Josh Grossenbacher | Mossy Oak ProStaff
When you’ve been hunting turkeys for a while, perhaps you’ve entered several turkey-calling contests, and you’ve come to believe that you can call in just about any turkey you hear gobble. There always will be one or two toms each season that prove you wrong. One of the main reasons we all go turkey hunting in the spring is to hear a tom gobble. Next, we want to hear a turkey answer the call we give. When that doesn’t happen, we turkey hunters have a real problem.
I’ve been entering turkey-calling contests for 17 years and hunting turkeys for 25 years, so I should know how to call a turkey. But every season, I’ll get one or two of those ole bad birds that prove I can’t call every turkey to me. That’s when I know that this old statement is true: “Patience kills more turkeys than fancy calling will.” Sometimes the most difficult part of turkey hunting is to put your turkey call in your pocket and not try to force the turkey to come to you. Rather, wait until he gets to where you are.

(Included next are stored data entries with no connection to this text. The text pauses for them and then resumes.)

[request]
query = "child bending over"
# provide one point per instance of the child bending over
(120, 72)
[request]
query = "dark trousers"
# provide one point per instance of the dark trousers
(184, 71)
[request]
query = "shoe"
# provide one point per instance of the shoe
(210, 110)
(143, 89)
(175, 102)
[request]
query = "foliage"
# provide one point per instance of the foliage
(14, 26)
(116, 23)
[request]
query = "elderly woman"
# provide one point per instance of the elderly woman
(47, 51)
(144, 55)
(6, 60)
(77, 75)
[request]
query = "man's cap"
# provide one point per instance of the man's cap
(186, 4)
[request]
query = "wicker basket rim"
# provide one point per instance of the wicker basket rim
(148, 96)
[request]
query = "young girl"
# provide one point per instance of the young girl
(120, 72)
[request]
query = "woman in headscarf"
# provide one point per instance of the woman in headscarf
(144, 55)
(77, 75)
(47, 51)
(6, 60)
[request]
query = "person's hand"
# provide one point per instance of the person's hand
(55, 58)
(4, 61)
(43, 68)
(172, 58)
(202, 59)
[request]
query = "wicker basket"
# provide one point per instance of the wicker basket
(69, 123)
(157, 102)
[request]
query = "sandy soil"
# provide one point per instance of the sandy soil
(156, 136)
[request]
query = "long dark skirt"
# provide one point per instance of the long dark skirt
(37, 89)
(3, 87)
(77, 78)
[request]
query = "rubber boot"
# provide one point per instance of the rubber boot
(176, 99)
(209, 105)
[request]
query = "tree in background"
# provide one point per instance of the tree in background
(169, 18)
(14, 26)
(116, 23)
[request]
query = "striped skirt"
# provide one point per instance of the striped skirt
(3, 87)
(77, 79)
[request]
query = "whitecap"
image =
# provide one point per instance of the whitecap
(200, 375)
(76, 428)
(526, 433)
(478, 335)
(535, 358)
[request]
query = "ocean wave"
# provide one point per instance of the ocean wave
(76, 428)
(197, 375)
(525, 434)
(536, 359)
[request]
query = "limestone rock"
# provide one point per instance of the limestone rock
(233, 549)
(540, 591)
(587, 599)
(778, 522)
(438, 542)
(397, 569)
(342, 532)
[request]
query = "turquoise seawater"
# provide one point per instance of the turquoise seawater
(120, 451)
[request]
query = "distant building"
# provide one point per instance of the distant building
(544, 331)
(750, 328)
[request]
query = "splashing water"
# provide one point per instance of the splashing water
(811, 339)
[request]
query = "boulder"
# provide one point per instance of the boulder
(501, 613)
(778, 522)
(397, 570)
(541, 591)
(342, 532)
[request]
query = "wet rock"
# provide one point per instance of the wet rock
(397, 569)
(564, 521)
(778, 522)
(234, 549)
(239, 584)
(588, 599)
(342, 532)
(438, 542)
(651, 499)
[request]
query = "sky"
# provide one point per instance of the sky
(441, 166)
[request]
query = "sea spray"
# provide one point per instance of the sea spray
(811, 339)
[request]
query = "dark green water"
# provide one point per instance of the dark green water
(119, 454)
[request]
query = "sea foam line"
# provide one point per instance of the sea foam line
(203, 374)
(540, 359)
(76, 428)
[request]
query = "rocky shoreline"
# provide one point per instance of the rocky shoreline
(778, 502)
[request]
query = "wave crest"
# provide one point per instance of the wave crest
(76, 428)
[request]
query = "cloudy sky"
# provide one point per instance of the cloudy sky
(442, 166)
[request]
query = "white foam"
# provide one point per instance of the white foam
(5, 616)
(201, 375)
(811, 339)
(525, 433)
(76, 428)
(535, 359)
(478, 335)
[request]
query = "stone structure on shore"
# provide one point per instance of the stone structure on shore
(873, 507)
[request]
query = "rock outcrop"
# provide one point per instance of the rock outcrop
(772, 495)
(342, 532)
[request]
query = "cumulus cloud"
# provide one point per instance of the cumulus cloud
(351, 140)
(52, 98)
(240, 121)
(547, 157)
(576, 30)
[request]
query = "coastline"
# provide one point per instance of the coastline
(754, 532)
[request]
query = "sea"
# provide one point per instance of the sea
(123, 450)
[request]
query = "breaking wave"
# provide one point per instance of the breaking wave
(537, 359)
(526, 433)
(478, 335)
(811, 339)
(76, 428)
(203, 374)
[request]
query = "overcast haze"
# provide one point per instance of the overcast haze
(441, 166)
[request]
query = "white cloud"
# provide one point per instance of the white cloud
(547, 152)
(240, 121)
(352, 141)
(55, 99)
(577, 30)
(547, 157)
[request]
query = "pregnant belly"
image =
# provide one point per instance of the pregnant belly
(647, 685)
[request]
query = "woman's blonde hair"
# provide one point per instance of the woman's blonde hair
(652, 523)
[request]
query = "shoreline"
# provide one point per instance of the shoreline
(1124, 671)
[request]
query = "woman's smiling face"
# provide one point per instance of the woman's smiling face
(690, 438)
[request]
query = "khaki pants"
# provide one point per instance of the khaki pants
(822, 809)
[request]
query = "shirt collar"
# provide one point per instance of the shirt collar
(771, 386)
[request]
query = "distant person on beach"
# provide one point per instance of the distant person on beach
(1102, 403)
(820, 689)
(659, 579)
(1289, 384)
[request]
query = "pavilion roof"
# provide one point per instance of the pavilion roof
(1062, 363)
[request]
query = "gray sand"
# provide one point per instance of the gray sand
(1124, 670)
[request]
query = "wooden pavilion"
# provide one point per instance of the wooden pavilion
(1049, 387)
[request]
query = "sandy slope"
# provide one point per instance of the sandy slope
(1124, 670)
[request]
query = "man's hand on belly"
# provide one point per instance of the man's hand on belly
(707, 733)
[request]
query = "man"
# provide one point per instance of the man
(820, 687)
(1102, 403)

Another turkey that’s a problem is the gobbler across a river or a creek. I’ll start off by calling very aggressively to that turkey and see if I can make him fly across the river. That has worked a few times, but more often, I’ve seen a gobbler walk right up the edge of the water, strut back and forth and gobble his brains out. Then once he decides he can’t call that hen (me) across the water, he’ll become disinterested and walk away. I’ve swam rivers, waded creeks and done whatever to cross the water and get to the spot where the turkey is strutting and gobbling. That’s where that bird feels comfortable. For this tactic to work, you must make sure the bird has walked well away from where you are and can’t see or hear you when you get in the water. Once I arrive at where the tom has been, I’ll give him a few soft calls. Most of the time, he’ll come in quickly.